Poetry
Goddess Rising
A solstice poem

I once saw her slip from the sea on a solstice evening, a satined heaving of breast and thigh rising against an Indian silk sky dancing on the sheen of arctic waters.
The fabric of time, of seasons, stretched and taughtened in rhythm with the sinking troughs and rising, cresting waves.
And here and there, a woman’s form emerged, a dip of shoulder, a toe of stone, an eye of light winking from unfathomable depths.
They say, you see, that it’s pure luck to catch a glimpse of the goddess rising on the eve of winter’s breath.
I caught myself dissolving, melting into the swell of the moment when time stands still.
And I almost fell into that writhing, rising sea, from thirsting for a better glimpse of the nymph of the waters, the one who is the daughter and the mother of all that will ever be.
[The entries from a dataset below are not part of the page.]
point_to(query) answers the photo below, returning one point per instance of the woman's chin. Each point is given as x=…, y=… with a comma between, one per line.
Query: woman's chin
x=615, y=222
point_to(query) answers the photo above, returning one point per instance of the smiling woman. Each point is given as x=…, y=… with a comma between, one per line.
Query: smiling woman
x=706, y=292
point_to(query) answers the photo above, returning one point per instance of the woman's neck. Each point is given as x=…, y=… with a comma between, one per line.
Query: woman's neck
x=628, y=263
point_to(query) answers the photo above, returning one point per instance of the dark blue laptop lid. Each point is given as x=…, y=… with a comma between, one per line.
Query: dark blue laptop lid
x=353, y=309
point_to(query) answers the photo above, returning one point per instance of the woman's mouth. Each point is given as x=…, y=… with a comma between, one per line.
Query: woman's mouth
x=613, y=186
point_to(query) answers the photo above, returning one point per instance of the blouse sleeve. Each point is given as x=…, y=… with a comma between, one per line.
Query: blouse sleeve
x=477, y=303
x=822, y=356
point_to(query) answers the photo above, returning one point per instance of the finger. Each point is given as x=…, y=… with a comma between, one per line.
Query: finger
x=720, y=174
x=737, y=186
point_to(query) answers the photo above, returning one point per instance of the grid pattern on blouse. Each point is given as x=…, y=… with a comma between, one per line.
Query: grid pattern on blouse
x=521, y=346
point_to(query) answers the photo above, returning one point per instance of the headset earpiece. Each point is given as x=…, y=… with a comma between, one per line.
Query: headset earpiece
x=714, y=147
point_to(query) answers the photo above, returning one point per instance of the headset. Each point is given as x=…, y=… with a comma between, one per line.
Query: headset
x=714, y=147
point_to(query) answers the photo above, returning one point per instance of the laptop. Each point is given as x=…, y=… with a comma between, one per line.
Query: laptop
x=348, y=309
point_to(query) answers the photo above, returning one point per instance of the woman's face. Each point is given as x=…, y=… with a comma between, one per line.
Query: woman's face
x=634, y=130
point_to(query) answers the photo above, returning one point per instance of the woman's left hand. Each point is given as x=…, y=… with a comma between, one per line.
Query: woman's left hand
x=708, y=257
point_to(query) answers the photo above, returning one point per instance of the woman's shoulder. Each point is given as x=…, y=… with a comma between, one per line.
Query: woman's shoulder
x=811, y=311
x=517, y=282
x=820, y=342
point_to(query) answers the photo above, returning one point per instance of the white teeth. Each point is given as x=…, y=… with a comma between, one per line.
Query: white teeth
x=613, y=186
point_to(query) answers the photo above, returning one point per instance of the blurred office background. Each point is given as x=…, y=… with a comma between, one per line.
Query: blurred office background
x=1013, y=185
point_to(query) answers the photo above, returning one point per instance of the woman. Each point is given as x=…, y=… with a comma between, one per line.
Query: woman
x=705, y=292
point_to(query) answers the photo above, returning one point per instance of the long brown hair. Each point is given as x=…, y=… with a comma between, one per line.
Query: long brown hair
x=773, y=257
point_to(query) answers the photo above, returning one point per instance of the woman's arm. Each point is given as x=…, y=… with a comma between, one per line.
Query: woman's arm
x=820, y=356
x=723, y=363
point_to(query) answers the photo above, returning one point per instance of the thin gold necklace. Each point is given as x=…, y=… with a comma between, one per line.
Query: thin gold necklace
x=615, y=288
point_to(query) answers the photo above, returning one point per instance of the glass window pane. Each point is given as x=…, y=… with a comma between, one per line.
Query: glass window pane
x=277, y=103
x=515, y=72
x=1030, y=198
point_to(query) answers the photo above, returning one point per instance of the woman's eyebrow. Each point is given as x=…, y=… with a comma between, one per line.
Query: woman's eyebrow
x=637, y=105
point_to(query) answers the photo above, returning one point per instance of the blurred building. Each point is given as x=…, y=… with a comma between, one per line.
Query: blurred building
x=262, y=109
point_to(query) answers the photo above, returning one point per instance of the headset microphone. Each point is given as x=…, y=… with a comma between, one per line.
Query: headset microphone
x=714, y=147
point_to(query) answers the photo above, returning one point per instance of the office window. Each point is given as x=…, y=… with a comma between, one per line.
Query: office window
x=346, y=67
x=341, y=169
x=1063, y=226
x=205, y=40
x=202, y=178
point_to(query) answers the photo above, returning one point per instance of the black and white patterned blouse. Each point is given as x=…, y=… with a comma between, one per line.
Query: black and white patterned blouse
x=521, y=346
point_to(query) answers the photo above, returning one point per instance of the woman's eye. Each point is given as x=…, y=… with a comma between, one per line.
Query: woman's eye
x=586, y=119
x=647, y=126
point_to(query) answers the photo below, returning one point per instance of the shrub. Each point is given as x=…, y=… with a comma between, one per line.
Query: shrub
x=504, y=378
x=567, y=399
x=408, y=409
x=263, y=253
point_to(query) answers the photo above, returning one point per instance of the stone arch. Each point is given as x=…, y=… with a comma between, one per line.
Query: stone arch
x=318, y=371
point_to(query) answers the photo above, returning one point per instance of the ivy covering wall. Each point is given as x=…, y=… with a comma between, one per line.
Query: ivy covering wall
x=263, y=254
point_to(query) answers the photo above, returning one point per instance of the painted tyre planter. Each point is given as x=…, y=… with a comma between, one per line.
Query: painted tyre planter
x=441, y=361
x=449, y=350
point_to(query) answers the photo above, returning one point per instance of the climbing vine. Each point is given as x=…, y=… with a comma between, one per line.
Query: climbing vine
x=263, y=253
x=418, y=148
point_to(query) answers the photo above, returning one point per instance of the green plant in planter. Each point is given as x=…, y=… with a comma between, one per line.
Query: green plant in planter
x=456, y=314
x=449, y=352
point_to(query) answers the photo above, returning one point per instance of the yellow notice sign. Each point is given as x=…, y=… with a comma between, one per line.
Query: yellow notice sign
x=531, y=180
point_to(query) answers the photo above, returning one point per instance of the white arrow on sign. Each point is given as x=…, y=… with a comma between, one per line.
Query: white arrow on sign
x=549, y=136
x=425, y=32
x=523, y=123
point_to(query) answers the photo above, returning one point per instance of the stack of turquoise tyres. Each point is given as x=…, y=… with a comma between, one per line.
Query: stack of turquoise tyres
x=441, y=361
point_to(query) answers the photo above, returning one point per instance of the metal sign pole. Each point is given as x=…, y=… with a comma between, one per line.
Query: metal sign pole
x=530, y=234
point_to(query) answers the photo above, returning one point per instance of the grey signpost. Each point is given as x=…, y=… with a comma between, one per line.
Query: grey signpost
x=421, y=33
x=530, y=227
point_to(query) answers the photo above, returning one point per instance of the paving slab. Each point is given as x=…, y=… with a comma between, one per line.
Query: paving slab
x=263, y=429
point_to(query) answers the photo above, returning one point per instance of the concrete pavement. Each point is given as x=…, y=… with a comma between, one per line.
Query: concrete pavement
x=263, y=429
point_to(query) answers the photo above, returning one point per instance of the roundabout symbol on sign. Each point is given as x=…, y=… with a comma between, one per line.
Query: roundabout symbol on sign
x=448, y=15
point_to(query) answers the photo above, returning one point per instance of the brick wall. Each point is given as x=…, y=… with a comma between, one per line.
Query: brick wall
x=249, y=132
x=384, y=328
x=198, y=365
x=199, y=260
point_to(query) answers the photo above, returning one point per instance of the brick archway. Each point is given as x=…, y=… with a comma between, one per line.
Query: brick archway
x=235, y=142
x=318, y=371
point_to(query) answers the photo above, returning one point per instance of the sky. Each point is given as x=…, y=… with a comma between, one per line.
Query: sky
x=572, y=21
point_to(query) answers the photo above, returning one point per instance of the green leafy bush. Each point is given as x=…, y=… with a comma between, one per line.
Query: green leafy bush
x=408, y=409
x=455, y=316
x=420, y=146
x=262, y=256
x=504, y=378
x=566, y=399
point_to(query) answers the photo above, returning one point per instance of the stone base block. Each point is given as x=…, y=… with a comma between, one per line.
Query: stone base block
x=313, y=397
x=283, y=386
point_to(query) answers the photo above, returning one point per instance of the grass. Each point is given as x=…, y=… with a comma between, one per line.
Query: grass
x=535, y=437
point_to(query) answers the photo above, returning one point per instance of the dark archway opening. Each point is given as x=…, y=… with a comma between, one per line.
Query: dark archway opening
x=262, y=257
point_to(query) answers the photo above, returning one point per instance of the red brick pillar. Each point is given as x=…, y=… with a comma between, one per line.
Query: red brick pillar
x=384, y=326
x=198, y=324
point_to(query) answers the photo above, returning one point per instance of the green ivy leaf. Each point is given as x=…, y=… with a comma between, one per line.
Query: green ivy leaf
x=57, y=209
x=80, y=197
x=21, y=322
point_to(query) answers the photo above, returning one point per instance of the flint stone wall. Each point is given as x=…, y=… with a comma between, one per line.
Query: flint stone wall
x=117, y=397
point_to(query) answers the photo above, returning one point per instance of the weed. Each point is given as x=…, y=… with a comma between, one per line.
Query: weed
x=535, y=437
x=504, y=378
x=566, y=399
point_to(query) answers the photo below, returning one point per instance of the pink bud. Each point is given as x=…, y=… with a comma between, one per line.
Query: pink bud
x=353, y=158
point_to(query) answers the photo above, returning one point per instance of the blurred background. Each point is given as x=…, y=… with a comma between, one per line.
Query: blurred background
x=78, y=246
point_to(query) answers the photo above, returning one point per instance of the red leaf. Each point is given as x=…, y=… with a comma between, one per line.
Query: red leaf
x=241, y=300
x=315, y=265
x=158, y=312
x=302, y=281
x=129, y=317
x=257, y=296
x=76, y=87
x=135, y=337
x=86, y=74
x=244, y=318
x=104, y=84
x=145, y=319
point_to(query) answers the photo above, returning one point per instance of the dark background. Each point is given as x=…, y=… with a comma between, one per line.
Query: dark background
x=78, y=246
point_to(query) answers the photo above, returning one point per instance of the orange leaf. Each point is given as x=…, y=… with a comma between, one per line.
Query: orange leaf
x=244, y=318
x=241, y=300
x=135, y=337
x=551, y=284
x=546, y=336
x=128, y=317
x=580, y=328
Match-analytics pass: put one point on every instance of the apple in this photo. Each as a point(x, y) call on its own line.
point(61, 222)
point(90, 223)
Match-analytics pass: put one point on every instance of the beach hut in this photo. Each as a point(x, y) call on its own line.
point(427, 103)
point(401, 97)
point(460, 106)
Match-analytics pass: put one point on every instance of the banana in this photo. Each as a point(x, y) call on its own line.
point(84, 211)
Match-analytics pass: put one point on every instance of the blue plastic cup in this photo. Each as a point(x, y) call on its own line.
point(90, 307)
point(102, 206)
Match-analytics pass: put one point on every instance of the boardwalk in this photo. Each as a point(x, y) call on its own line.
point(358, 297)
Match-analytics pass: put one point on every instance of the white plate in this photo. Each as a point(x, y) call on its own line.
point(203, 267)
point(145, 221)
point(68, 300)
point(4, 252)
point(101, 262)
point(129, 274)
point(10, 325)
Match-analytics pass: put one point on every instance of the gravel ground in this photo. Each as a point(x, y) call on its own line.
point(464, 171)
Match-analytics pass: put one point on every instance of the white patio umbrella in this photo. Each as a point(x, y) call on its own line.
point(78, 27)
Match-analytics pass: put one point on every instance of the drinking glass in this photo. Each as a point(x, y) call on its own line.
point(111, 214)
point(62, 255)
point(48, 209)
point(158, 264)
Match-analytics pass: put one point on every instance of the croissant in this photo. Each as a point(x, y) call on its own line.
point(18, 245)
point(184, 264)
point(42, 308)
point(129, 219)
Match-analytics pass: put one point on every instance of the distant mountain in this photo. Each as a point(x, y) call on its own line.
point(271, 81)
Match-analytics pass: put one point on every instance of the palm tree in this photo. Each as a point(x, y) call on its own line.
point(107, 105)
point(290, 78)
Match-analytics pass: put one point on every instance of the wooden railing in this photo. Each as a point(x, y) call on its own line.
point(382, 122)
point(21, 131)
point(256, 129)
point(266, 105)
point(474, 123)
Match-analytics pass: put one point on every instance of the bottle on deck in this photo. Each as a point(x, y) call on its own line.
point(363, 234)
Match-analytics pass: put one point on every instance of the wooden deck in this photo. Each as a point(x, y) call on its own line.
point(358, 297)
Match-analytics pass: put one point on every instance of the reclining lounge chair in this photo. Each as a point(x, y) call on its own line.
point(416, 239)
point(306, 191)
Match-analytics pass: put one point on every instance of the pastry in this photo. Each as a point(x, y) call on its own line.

She stretched and sighed, and the fabric shifted, rippled gold dripping across the curve of a bosom, gathering into a waist of spilt-ink indigo.
And then, she was gone.
They say that she chooses this moment, suspended in time between sunset and sunrise to appear, to break free from one world and to hurl time forward by a season, just by tossing her glance across the waters.
And if you’re fortunate enough to see her, you will be forever changed.
You will have tasted the essence of eternity.